Interviewer: Taken to [your area in Guizhou] to be struggled against?
[Yes]. [They] stood in a line, and during proclaiming plans for the night, [they] asked the reporter, “Do you love or hate the Red Guards, after all?”
Interviewer: Who did they ask? [They] asked this reporter?
They asked this [reporter] named XXX. Then, two [people] in front of him were beaten cruelly.
[The first person] said, “I hate the Red Guards.”
“You hate the Red Guards?!” [they said]. "You must all hate the Red Guards!" [They] just slapped him.
Everyone surely hated [the Red Guards]. You hated the Red Guards very much.
“We really love the Red Guards, [but] you hate them?!” [they said].
The second [person] said, “I neither love nor hate [the Red Guards],” and was slapped, too.
[They] asked [the reporter], “Do you love or hate [the Red Guards]?”
[He] said, “Love, absolutely,” [but] was slapped.
Blood ran out of [his] nose; his glasses were knocked off.
[He] said, “Love is no good, and neither is hate?”
[His opponent] didn’t answer. [Other people] didn’t dare to speak; didn’t say “love” or “hate.”
They didn’t reveal their attitude. [The Red Guards] didn’t get a chance to beat them. That's what I saw.
Interviewer: Were the Red Guards there local, or had they “networked” to go there?
They were all students.
Interviewer: All local [students].
Right. Students from [our] school. Wearing red arm bands, Red Guards.

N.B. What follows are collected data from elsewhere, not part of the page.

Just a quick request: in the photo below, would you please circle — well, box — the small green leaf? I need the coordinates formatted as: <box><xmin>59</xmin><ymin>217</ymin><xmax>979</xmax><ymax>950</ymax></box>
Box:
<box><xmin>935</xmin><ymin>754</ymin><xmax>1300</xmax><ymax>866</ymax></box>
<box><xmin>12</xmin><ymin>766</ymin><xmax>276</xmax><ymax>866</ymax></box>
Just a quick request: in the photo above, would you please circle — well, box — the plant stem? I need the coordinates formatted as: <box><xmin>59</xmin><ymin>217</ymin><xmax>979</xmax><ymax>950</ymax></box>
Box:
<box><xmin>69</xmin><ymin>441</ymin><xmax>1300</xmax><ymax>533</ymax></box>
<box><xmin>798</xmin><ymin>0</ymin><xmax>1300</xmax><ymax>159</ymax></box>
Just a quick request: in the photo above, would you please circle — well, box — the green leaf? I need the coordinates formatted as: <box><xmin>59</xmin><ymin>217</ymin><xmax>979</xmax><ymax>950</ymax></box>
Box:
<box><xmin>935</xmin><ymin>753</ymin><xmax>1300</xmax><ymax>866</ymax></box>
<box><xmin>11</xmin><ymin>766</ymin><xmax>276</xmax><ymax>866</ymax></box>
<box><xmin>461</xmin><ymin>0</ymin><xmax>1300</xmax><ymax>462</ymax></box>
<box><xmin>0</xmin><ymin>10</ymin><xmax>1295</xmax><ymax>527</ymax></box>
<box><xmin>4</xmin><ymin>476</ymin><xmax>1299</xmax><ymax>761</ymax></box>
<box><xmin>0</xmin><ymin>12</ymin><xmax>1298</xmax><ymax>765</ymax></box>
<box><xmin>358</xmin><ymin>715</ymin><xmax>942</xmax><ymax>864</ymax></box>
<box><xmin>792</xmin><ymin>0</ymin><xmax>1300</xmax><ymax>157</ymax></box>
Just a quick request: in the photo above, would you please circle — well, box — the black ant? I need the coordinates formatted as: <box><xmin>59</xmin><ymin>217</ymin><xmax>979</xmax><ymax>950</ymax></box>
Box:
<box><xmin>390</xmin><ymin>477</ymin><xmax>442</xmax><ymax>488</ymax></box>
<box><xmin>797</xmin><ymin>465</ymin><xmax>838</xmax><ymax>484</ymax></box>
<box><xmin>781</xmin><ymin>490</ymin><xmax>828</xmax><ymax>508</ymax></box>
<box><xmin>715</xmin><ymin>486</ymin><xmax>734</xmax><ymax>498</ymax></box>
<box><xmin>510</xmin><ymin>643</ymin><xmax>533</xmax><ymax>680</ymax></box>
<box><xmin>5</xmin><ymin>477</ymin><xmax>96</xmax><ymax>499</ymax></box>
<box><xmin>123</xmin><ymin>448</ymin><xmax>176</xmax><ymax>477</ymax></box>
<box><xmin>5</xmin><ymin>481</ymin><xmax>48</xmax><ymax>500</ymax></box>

Interviewer: Did you have students who came from other places to Guizhou for “networking”?
“Networking” didn’t come to our school. Our school’s students came back from “networking.”
Interviewer: [You had students who] went out, “networked” [in other places].
[They] had come back. We’d also followed the Red Guards to go out [for “networking”].
Interviewer: Oh, you also went [“networking”]?
[Yes], before I became the target of attack.
Interviewer: Oh, before you were the target.
[Yes, I] also went along. As a result, when [I] came back, [my name] was circled, check-marked; I became the target of struggle.
There were only a few people who were not struggled against.
In general, they all were toppled. I was [one of] “those in power,” a “capitalist-roader,” and I had a somewhat “problematic history.”
Others without a “problematic history” had “active problems.”
I remember there was one teacher. The Red Guard salute was to raise one’s hand.
[This teacher] said, “This is creating a sect.”
With this one statement, [the teacher was labeled] a rightist.
I also have a friend, who had always been a faithful believer in Chairman Mao.
[One time, he’d] finished reading a newspaper, [so he] rolled it up and threw it away.
It had Chairman Mao’s portrait on it.
As a result, [he was] caught and [labeled] an active counter-revolutionary.
He’d been a good student of Chairman Mao year after year.
[Even so], in an instant he was turned into a counter-revolutionary, just [because] he threw away a newspaper.